BITE-SIZE THEOLOGY (33) – If God is eternal, does it mean that he is very old?

– Rev José Mario O Mandía
jmom.honlam.org

In Bite-Size Philosophy we have seen that change is the passage of something from potency to act, from “can-be-but-not-yet” to “already-is.” All creatures, including angels, have some potency, and thus are subject to change. Not so with God.

GOD IS IMMUTABLE – HE DOES NOT CHANGE

God is Pure Act. This is one of the conclusions of the proofs for his existence. He is Pure Act, and has not a bit of unactualized potential. Hence,  He never goes from potentiality to actuality (or vice versa). In God there is no change. What He was, is what He is, and what He will be. That’s why His name is “I am” (cf Exodus 3:14). There’s nothing else that can add to His perfection, and He cannot lose any of them because those perfections are identified with Him.

Saint Augustine explains, “Being is a name of unchangeableness. For everything that is changed ceases to be what it was and begins to be what it was not. Being is. True being, pure being, genuine being is possessed only by Him who does not change” (Sermons 7, 7).

“Every good endowment and every perfect gift is from above, coming down from the Father of lights with whom there is no variation or shadow due to change” (James 1:17).

“Of old thou didst lay the foundation of the earth, and the heavens are the work of thy hands. They will perish, but thou dost endure; they will all wear out like a garment. Thou changest them like raiment, and they pass away; but thou art the same, and thy years have no end” (Psalm 102:25-27).

GOD IS NOT MEASURED BY TIME – HE IS ETERNAL

Time is the measure of change according to a “before” and “after.” But in God, there is no change. And because there is no change, there is no “before” or “after,” no past or future. God is not bound by time, he is timeless! In God, there is only a never-ending “now.” God is always in the “present.” Thus we understand more why God’s name is “I am.”

“Have you not known? Have you not heard? The LORD is the everlasting God, the Creator of the ends of the earth. He does not faint or grow weary, his understanding is unsearchable” (Isaiah 40:28).

Anicius Manlius Severinus Boethius (480–524 or 525), a Christian philosopher of the 6th century, defined eternity as the “total, simultaneous, and perfect possession of life without end” (tota, simul et perfecta possessio interminabilis vitae). Imagine having all the good things life can offer in one single and never-ending moment.

Pope Benedict XVI, in his Encyclical Spe Salvi (no 12), explains that “eternity is not an unending succession of days in the calendar, but something more like the supreme moment of satisfaction…. It would be like plunging into the ocean of infinite love, a moment in which time – the before and after – no longer exists.”

The fact that God is eternal does not mean that he is very old, because aging implies change and change implies passage of time.
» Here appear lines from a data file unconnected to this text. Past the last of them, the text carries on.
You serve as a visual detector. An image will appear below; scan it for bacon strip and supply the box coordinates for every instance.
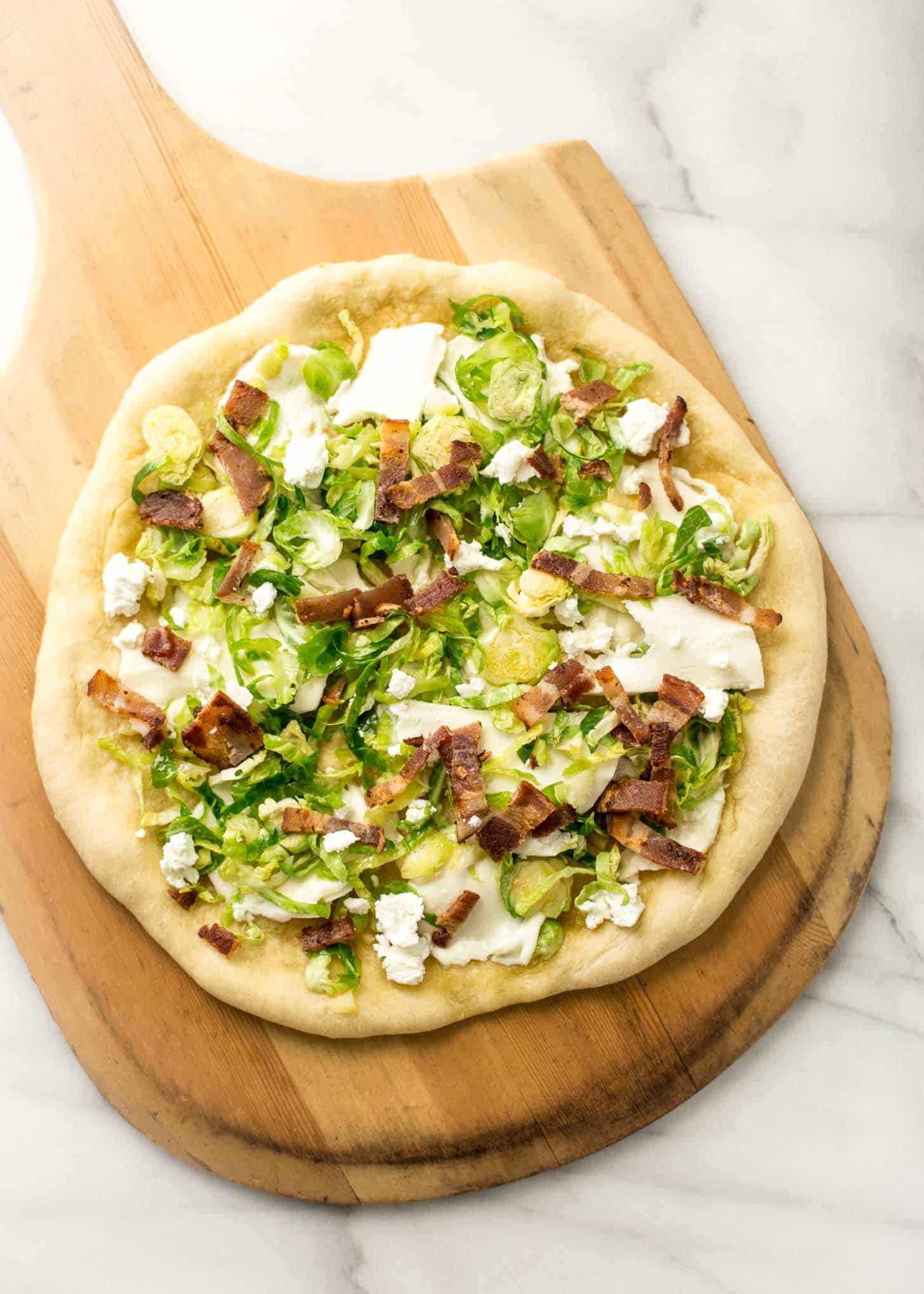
[432,890,482,949]
[597,665,651,745]
[180,692,263,769]
[138,489,202,531]
[208,431,273,515]
[605,813,706,875]
[198,921,241,957]
[352,575,411,629]
[375,418,410,525]
[440,723,489,845]
[224,378,269,431]
[673,571,783,629]
[295,589,360,625]
[476,782,558,863]
[657,396,687,512]
[513,660,594,727]
[282,805,385,854]
[141,625,193,673]
[299,916,356,952]
[559,379,619,426]
[215,540,260,607]
[406,571,466,616]
[87,669,167,750]
[427,507,459,561]
[529,549,655,598]
[366,724,449,808]
[388,460,472,512]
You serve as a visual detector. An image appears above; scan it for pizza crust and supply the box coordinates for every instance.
[32,257,827,1037]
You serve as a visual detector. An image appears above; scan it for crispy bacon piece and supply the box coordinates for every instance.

But God is beyond change and time. God is, so to speak, always youthful and those who fill themselves with Him become youthful themselves: they are forever young.

God makes us young again especially in the Sacrament of Reconciliation where he renews us and the Sacrament of the Eucharist where he has promised that “he who eats my flesh and drinks my blood has eternal life” (John 6:54).

“Even youths shall faint and be weary, and young men shall fall exhausted; but they who wait for the LORD shall renew their strength, they shall mount up with wings like eagles, they shall run and not be weary, they shall walk and not faint” (Isaiah 40:30-31).